Creating a Custom External Client Application

You can create your own External Client Application directly in Salesforce. This gives you full control over the OAuth configuration.

For more in-depth guidance on the following steps, see Create an External Client App in the Salesforce Help.

  1. In Setup, find and select External Client App Manager.

  2. Click New External Client App to begin creating your custom application.

  3. Enter Basic Information as follows:

    • External Client App Name: Enter a descriptive name for your application

    • API Name: This will auto-populate based on the name

    • Contact Email: Enter a valid contact email address

    • Distribution State: Select Local

  4. Scroll down and expand the API (Enable OAuth Settings) section.

  5. Select the Enable OAuth checkbox.

  6. Enter the following in the Callback URL text field:

    (These values cover your production and sandbox (test.salesforce.com) environments).

    Copy 
    https://account.mcp.altify.dev/callback
    https://write.mcp.altify.dev/callback
    https://salesforce.mcp.altify.dev/callback
    https://retrieve.mcp.altify.dev/callback
    https://analysis.mcp.altify.dev/callback
    https://account.mcp.altify.dev/test.salesforce.com/callback
    https://write.mcp.altify.dev/test.salesforce.com/callback
    https://salesforce.mcp.altify.dev/test.salesforce.com/callback
    https://retrieve.mcp.altify.dev/test.salesforce.com/callback
    https://analysis.mcp.altify.dev/test.salesforce.com/callback

  7. Move the following from Available OAuth Scopes to Selected OAuth Scopes:

    • Access the identity URL service (id, profile, email, address, phone)

    • Manage user data via APIs (api)

    • Perform requests at any time (refresh_token, offline_access)

    • Access unique user identifiers (openid)

  8. Scroll down to the Security pane and ensure the following settings are selected:

    • Require secret for Web Server Flow

    • Require Proof Key for Code Exchange (PKCE) extension for Supported Authorization Flows

    • Enable Refresh Token Rotation

  9. Click Create.

  10. After creating your ECA, you will be taken to the application's management page. Select the Policies tab and click the Edit button.

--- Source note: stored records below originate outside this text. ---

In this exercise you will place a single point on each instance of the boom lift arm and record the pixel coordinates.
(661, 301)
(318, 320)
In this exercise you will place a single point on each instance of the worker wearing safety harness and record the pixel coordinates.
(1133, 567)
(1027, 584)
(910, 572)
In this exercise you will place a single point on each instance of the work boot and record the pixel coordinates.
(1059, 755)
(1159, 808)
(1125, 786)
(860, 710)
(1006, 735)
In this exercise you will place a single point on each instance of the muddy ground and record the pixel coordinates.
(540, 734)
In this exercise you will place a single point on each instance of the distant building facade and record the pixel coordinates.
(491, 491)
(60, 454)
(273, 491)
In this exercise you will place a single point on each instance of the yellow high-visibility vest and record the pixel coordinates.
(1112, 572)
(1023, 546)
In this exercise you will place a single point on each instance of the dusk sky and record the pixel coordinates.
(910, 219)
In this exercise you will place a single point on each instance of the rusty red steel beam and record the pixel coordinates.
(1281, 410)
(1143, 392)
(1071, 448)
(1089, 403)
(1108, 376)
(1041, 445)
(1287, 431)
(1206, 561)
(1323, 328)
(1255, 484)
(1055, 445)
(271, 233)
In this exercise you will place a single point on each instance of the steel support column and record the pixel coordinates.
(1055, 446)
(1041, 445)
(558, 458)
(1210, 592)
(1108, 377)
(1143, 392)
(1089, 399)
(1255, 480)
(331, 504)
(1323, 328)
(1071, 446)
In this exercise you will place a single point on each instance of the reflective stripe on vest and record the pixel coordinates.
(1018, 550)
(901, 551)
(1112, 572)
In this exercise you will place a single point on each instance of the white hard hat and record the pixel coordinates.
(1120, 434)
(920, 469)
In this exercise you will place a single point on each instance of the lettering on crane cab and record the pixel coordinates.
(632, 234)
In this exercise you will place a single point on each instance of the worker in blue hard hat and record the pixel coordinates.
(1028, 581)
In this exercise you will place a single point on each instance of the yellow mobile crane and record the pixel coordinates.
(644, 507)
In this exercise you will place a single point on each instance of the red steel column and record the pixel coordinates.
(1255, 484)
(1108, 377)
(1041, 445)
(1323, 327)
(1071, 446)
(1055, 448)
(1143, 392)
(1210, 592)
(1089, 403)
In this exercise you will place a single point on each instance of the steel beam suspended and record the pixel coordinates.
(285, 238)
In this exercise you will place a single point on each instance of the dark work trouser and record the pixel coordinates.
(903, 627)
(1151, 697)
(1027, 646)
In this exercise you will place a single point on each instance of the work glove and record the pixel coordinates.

  11. Expand the OAuth Policies section and in the App Authorization panel, set IP Relaxation to Enforce IP restrictions, but relax for refresh tokens.

  12. Click Save.

    Next you need to obtain your ECA's consumer key and secret. This will be required when you connect your AI assistant to the Altify MCP servers.

  13. Click the Settings tab of your ECA.

  14. Expand the OAuth Settings section.

  15. Click the Consumer Key and Secret button.

  16. You may be required to verify your account using a Verification Code that is emailed to you.

  17. On the Consumer Details page, you can Copy the Consumer Key and Consumer Secret for your External Client App.

    The Consumer Key is your OAuth Client ID and the Consumer Secret is your OAuth Client Secret. Store these values securely until you configure the MCP server connection in your AI platform (see Creating the Altify MCP Server Apps in ChatGPT).